«Je l’ai laissé dans son délire», Gaël Kakuta dégomme Unai Emery (et on n'était pas préparé à lire ça)
FOOTBALL•L'ancien Sévillan devait avoir besoin de vider son (gros) sac...A.L.G.
Wow, on ne l’avait pas vu venir celle-là. Alors que tout va bien dans le meilleur des mondes au PSG et que Unai Emery jouit (enfin) d’un peu de repos et d’une certaine clémence de la part de la presse après en avoir pris plein son grade lors de sa première saison française, le tableau était trop lisse.
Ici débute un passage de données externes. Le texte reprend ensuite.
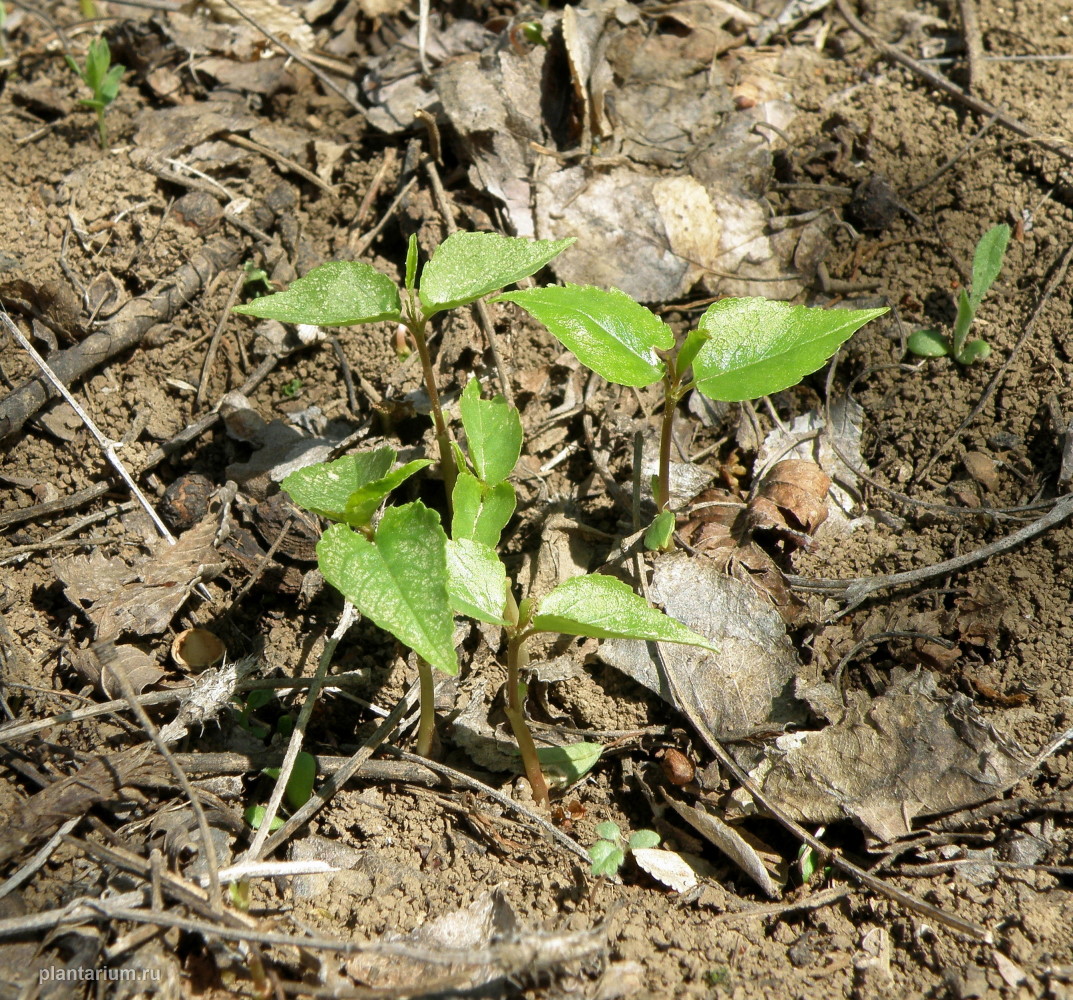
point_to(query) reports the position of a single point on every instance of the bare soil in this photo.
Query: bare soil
(953, 458)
Du coup, histoire de pimenter un peu cette trêve internationale, Gaël Kakuta a mis son plus bel habit de procureur pour tailler un costard au coach du PSG, qu’il a côtoyé du côté du FC Séville (2015-2016).
C’est d’abord les méthodes de travail que le globe-trotter (à 26 ans, Kakuta a déjà joué dans 11 clubs et 6 pays) a pointé du doigt dans France Football : « Je n’ai pas accroché avec le coach. Il a une façon spéciale de travailler qui ne me correspond pas. […] Je m’y suis plié et j’ai accumulé les blessures. Ça n’allait pas. […] Quand ça allait, j’avais des bonnes stats, mais mon physique pétait en permanence. »
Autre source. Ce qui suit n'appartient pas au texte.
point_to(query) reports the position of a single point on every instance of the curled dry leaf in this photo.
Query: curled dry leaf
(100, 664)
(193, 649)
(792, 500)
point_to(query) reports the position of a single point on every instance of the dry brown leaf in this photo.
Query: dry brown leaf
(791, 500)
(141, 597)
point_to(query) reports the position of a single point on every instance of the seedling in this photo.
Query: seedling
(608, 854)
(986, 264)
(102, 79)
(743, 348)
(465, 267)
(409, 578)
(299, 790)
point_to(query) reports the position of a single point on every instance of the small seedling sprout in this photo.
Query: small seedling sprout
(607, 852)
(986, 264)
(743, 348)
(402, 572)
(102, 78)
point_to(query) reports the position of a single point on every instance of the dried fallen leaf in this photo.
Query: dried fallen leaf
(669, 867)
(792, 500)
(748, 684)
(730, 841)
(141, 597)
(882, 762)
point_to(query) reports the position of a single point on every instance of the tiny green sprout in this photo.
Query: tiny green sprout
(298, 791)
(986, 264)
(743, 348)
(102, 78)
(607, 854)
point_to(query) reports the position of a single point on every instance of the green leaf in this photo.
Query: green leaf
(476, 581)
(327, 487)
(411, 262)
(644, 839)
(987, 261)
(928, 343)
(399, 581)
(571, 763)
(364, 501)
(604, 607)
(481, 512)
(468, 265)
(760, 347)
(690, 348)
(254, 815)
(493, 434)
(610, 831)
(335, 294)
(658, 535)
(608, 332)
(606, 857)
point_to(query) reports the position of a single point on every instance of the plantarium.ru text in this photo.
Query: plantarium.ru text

Kakuta, le cobaye du docteur Emery
Après une entrée en matière à peu près soft, et après avoir rappelé qu’Emery est un coach « qui veut tout commander » mais qui « ne voulait pas s’adapter », l’attaquant amiénois a passé la seconde, voire la troisième.
« Il m’a mis arrière gauche à l’entraînement, prétendument pour travailler différemment physiquement. Là, on est entrés dans un bras de fer. J’avais l’impression qu’il voulait me faire craquer. Je l’ai laissé dans son délire. Une autre fois, dans une opposition, il me positionne en 6. Kevin (Gameiro) a crié : “Eh, Makelele !” J’ai rigolé, mais jaune… C’était trop. Je servais de cobaye. » »
Terminé ? Nooooon, pensez-vous. Kakuta poursuit sa séance de boxe verbale en évoquant un match de coupe contre le Betis où, après être entré en jeu en cours de rencontre, il avait marqué et été bon. « Le lendemain, Emery m’appelle, on parle et il me sort que certains trucs n’allaient pas. Quand il a essayé de me faire son baratin, j’ai compris, lance celui qu’à Chelsea, au début de sa carrière, Ballack surnommait le "Black Zidane". En fait, il ne me voulait pas. Tous les jours, il y avait quelque chose. »
A l’arrivée, après avoir accusé Emery de lui avoir « fermé la porte [du club] au nez », le joueur explique qu’il était tellement « dégoûté » qu’il n’allait même plus au stade pour voir les matchs de son équipe.